B.Sc., in Immunology, University of Toronto, 1989
Ph.D., in Immunology, University of Toronto, 1995
The development of mature hematopoietic cells requires the coordinated activity of many transcription factors that regulate differentiation, proliferation, and survival. My lab is interested in understanding how these processes are controlled during commitment of multipotent hematopoietic progenitor cells to the lymphoid lineages. We have focused on the basic helix-loop-helix transcription factors encoded by the E2A gene and their antagonists, the Id proteins. The E2A gene products are required for proper B and T lymphocyte development whereas Id2 is required for Natural Killer cell and Lymphoid Tissue initiating cell development. All of these lineages are thought to develop from a common lymphoid progenitor (CLP), suggesting that control of E2A activity may play a direct role in the lineage choice of CLPs. We have determined that E2A proteins are required for B-lymphocyte development, in part, because they induce the expression of EBF, another transcription factor that promotes B-lineage commitment. In addition to their role in the regulation of EBF, E2A proteins are required for optimal proliferation and expression of N-myc in response to cytokine stimulation. Therefore, E2A proteins link differentiation of multipotent cells into the B-lymphocyte lineage with the ability to proliferate in response to external factors.

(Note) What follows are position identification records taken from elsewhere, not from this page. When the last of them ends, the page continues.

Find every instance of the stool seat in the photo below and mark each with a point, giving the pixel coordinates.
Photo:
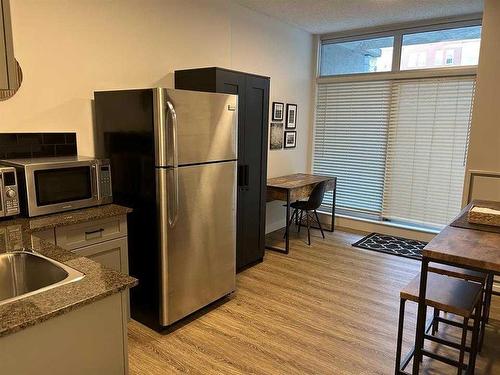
(461, 273)
(446, 293)
(302, 205)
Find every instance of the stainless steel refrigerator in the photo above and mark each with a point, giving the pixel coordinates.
(173, 160)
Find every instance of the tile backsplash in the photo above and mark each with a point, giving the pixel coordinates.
(35, 145)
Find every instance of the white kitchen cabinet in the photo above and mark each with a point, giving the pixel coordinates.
(104, 241)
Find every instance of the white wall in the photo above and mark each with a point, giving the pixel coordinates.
(484, 147)
(67, 49)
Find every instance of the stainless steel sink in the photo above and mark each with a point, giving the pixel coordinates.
(24, 273)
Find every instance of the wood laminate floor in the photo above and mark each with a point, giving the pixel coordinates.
(328, 308)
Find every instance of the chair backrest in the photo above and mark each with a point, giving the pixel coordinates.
(316, 197)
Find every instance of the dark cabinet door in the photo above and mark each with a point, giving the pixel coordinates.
(234, 83)
(255, 145)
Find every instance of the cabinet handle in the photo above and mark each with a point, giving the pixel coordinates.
(247, 168)
(241, 175)
(95, 231)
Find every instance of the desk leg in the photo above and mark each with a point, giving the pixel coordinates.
(287, 225)
(333, 208)
(286, 250)
(419, 333)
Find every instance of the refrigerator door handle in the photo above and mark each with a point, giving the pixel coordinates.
(173, 212)
(247, 168)
(241, 175)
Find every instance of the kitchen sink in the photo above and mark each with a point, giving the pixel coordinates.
(24, 273)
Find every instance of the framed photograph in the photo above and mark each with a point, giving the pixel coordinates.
(278, 111)
(291, 116)
(290, 139)
(276, 138)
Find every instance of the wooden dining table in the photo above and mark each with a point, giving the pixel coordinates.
(460, 246)
(295, 187)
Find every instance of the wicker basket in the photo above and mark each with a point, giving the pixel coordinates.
(484, 216)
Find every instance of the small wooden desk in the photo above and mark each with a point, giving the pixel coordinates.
(459, 247)
(295, 187)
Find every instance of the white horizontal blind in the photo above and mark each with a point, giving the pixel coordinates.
(350, 142)
(427, 142)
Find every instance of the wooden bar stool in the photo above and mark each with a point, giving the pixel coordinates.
(469, 275)
(453, 295)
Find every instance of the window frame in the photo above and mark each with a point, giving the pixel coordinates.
(397, 31)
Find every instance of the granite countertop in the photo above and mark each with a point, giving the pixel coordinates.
(40, 223)
(98, 283)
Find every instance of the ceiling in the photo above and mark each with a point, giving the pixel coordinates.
(324, 16)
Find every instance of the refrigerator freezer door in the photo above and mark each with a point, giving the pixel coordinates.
(198, 256)
(194, 127)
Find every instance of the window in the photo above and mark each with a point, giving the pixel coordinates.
(427, 141)
(455, 46)
(392, 121)
(349, 142)
(361, 56)
(397, 146)
(461, 45)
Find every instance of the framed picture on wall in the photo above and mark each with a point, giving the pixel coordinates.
(276, 138)
(291, 116)
(290, 139)
(278, 110)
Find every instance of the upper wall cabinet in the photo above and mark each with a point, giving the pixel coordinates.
(10, 77)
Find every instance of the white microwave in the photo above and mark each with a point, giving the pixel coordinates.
(57, 184)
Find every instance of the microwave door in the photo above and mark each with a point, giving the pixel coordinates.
(56, 189)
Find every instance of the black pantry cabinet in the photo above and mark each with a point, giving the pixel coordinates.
(253, 107)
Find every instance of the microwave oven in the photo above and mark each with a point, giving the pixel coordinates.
(57, 184)
(9, 195)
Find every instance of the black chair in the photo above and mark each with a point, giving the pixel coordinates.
(309, 207)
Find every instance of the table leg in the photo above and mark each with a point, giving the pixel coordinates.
(287, 225)
(419, 333)
(333, 208)
(285, 250)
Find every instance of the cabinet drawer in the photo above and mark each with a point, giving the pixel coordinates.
(111, 254)
(79, 235)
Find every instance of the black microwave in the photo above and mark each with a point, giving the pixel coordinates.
(57, 184)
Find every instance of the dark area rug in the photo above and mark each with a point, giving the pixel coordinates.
(399, 246)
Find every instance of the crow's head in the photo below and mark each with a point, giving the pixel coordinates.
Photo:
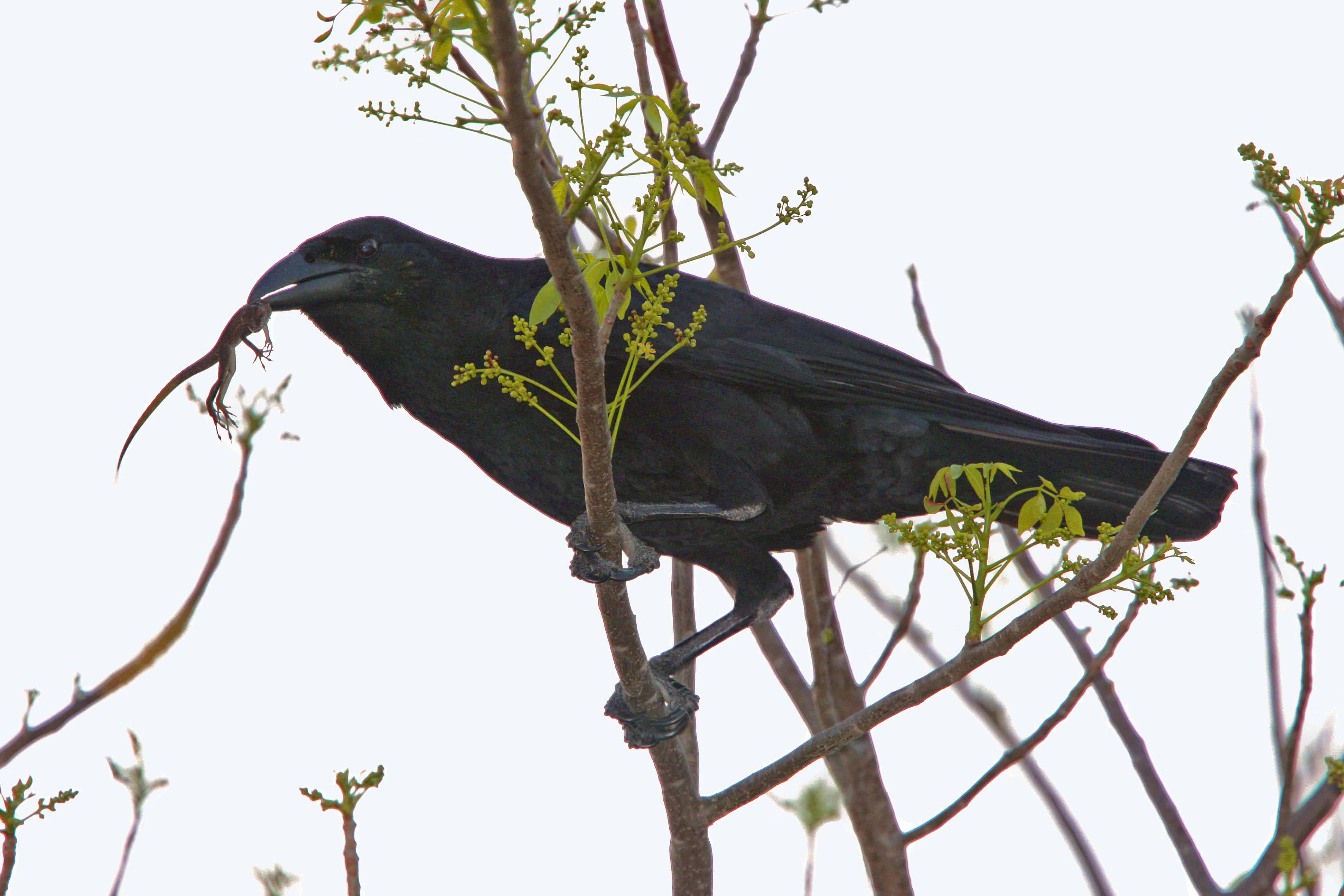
(366, 260)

E2A proteins are also required for proper T lympocyte lineage commitment and in their absence only a few T cells develop. Regardless, E2A-/- mice succumb to T cell lymphoma within the first 3-6 months of life. We have identified a number of E2A target genes that may function in T lymphocyte lineage commitment and/or the suppression of T cell lymphoma and we are currently characterizing the function of these proteins in lymphopoiesis.